Now even the direct message sending through an action is broken. When I go to my Telegram integration, it says there is a timeout. Is it possible that the Telegram service is down?

Once I can get back to the action working, I’ll file a bug for the alert notifier.

OK, I’m trying another approach now. I try to use the apprise integration. From the CLI, this works:

apprise tgram://whatever -b hello

I set the following config in my YAML:

notify:
  - name: telegram_alert
    platform: apprise
    url: tgram://whatever

Now I’m trying the following action:

action: notify.telegram_alert
data:
  message: hello

It says success, but I don’t get the message. I found this log message:

A connection error occurred sending Telegram:xxxxx notification.

OK, seriously, Home Assistant does something very wrong. I entered Hass’s container and tried out the instance of apprise installed by Hass, and it works. But for some reason it doesn’t work from Hass itself.

I don’t know what I did, but now it works. After trying Apprise on the container, it started working. Now it works even after I recreate the container.

I’ve verified this is an issue in the debugger and created this issue to track.

and here’s the PR that fixes the issue partially

the extended data (like popup keyboard, responses, etc.) will not be passed and we can address that in a follow on PR once this is processed.

The initial feedback from the PR indicates that having alerts be broken for all telegram users is the recommended path forward - and then we can each replace alerts with custom automations.

I’m trying to appeal that decision.

@PeteRage thanks for sharing what is happening.
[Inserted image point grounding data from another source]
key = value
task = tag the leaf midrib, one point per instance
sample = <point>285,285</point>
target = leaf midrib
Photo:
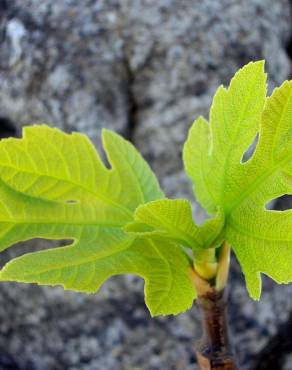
<point>96,195</point>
Noticed recently that all my alerts: were able to send email but no longer worked with telegram. Fortunately I found this during the a file alarm test and not in a real emergency.

Have you found a blueprint or script that gives the basic alert: functionality and works with multiple telegram targets? The one here,

apparently only works with the single notification target. If you want to notify your entire family, you are out of luck. Such a pity that the simple but useful alert: integration was left to bit-rot with no replacement.
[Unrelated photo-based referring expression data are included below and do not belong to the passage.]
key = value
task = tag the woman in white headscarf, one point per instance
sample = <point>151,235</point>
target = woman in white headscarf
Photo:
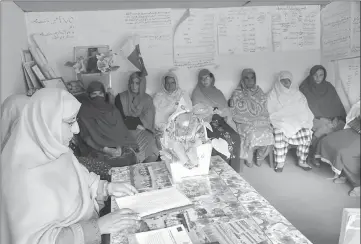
<point>10,112</point>
<point>291,119</point>
<point>47,196</point>
<point>166,101</point>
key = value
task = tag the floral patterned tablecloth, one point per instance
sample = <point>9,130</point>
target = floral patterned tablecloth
<point>223,201</point>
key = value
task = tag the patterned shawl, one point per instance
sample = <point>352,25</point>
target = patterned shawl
<point>250,105</point>
<point>140,104</point>
<point>322,98</point>
<point>288,108</point>
<point>167,102</point>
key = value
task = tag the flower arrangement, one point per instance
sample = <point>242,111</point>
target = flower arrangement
<point>183,135</point>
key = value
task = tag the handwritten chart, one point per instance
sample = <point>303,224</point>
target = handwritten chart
<point>54,26</point>
<point>355,28</point>
<point>155,30</point>
<point>296,28</point>
<point>195,40</point>
<point>244,30</point>
<point>336,35</point>
<point>349,70</point>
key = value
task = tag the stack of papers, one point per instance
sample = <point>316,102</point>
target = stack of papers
<point>172,235</point>
<point>151,203</point>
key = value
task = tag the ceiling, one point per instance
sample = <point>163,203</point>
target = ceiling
<point>92,5</point>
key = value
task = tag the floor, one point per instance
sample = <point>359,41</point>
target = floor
<point>310,201</point>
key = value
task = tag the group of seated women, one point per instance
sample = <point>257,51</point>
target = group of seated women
<point>49,197</point>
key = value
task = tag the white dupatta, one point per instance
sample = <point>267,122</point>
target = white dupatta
<point>44,188</point>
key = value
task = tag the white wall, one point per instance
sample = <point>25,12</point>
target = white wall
<point>107,29</point>
<point>13,40</point>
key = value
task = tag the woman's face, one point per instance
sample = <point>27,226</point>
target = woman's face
<point>170,84</point>
<point>69,128</point>
<point>134,85</point>
<point>286,83</point>
<point>319,76</point>
<point>95,94</point>
<point>206,80</point>
<point>249,80</point>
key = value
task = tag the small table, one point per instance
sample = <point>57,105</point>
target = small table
<point>223,201</point>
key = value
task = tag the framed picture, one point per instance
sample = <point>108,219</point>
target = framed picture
<point>88,53</point>
<point>38,72</point>
<point>54,83</point>
<point>75,87</point>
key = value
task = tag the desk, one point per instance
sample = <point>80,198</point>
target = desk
<point>221,197</point>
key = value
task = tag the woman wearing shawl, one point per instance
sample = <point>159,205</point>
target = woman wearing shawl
<point>324,103</point>
<point>250,114</point>
<point>10,112</point>
<point>138,112</point>
<point>291,119</point>
<point>341,149</point>
<point>47,196</point>
<point>207,94</point>
<point>105,135</point>
<point>166,102</point>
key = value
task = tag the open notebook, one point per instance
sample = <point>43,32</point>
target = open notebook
<point>172,235</point>
<point>151,203</point>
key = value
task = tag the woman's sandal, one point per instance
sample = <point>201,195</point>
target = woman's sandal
<point>355,192</point>
<point>278,170</point>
Use the Apprise integration for sending notifications. It still works with alerts.

I’m going to migrate to the Alert2 custom integration.
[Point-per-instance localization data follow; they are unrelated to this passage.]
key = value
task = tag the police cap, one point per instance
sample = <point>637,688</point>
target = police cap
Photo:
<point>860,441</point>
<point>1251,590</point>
Thanks @PeteRage, @petersohn for the hints. Both look interesting. For what is worth, yesterday I migrated to the blueprint, for 16 alerts, I went from some 100-150 lines of yaml to 500, not cool, and you loose some flexibility (single retry timer instead of a list of of times), need to use a script hook to notify multiple people etc.

The deprecation is being pushed back until 2026.8.0 giving us all a little more time.

FWIW I ended up following @PeteRage idea and migrated again to Alert2. Smaller userbase but really well done. The yaml syntax ended up being more compact and easier to read than the original alert integration and very flexible. Comes with a nice UI card that can be used to snooze / ack alerts.